Sand? Mine!

Up to 80 percent of the mass of concrete in sidewalks, foundations, and walls is made up of sand and gravel. Building a single detached home requires close to 400 tonnes of aggregate; a low-rise condominium could use 20 to 50 times that much. Asphalt used in roads and parking lots is 94 percent sand and gravel: two kilometers of a four-lane highway requires over 40,000 tonnes of aggregate. As historian Vaclav Smil, author of the 2013 book Making the Modern World: Materials and Dematerialization, put it, “The most important material in terms of sheer mass in our civilization, is cement made into concrete.”

The global consumption statistics bear this out—and quickly get astronomical. After water, concrete is the second-most consumed substance on Earth. One 2016 estimate of the global aggregate industry for that year—called “a wild guess” by Jason Christopher Willett, Mineral Commodity Specialist with the US Geological Survey, since most countries don’t track data on aggregate sales—was 43 billion tonnes. That’s about the same weight as 130,000 Empire State Buildings, and worth an estimated US $350-billion.

In 2012, the world used enough concrete to wrap a 27 meter by 27 meter band around the equator; in that same year, China alone built 146,000 kilometers of roads. Increasing and rapid urbanization, particularly in countries like China and India, are causing demand to spike. For Smil, the most “stunning” fact he uncovered in his research was learning that in only three years—from 2011 to 2013—China used more cement powder than the United States used over the last century.

The Earth’s crust is made of rock, so finding aggregate is relatively easy; finding it in places where local residents won’t object to the noise of a quarry operation—and to a gaping hole in the landscape—is much more difficult. The equally challenging problem is transportation: getting it from the quarry to the worksite.

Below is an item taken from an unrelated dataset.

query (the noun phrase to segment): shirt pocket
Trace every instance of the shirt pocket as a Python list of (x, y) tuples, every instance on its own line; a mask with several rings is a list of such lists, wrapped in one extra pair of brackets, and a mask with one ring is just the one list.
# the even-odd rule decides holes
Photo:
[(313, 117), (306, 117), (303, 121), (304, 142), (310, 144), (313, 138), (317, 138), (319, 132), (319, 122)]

Rocks are heavy. Their upside and value is that—more so than wood, clay, or metal, at least—they last. As a result, humans have been enduring, or finding ways to overcome, the hernia-inducing labor involved in quarrying and moving stone for a long, long time. Around 4,500 years ago, Stonehenge’s large, 25-tonne sandstone blocks were transported 30 kilometers to their famed circle; the smaller “bluestones” (rhyolite or dolerite stones, up to two tonnes each) were quarried in Wales, 225 kilometers away, and transported either overland or by sea. That’s a long way to move rock using prehistoric technology. While it’s not certain that the builders of Stonehenge used rafts or boats, long-distance shipping of quarried rock has been around since at least 600 BCE, when the Greeks were importing marble from the island of Naxos to the temples at Delphi, just under 300 kilometers away. That was centuries before the Romans pockmarked Europe with quarries to build out their imperium. Shipping rock, whether slabs or gravel, is therefore an ancient workaround.

For Polaris’s Romero, the inspiration to join this long tradition of aggregate transport first struck in 1999. Romero lives in Vancouver, British Columbia, where Polaris Materials is headquartered. In the 1980s and ’90s, he oversaw projects at other Vancouver-based mining firms—Eldorado Gold and Ivanhoe Mines, among others. He started to explore the possibilities of aggregate mining only after hearing about a British company shipping aggregate from Sechelt, British Columbia, to California.

“When I heard that I did an about-face and thought, ‘This is surprising! How can you move such a low-value product so far and still have a business?’”

Romero researched the industry. At one point he flew to San Francisco and pulled up in his rental car at ready-mix concrete plants. “I told them, ‘Hey, we’re thinking about shipping in sand from Mexico. How can we help you?’ That was the initial idea.”

Sourcing Mexican aggregate didn’t work out, but from these meetings with concrete producers, Romero learned that sand and gravel sources close to San Francisco were depleting rapidly. To keep searching the west coast for an aggregate source made sense: while California has ample reserves of sand and gravel, the problem is moving it around, especially over land: aggregate is so heavy it can only be cost-effectively transported by trucks within a range of about 40 kilometers.

“Aggregate is a relatively low-value product that is extremely sensitive to transportation and logistics costs,” says Romero. “There is plenty of it around. What is much harder to find are resources that are near the urban centers where it is mostly consumed.”

Paradoxically, proximity of aggregate resources to urban areas is part of the problem, says Polaris CEO Kenneth Palko. Natural aggregate usually shows up as deltas and around floodplains. “These are generally flat areas where it’s best to build your houses. California has all kinds of sand and gravel, but they’ve built on top of a lot of it, or nearby. And nobody wants a quarry in their backyard.”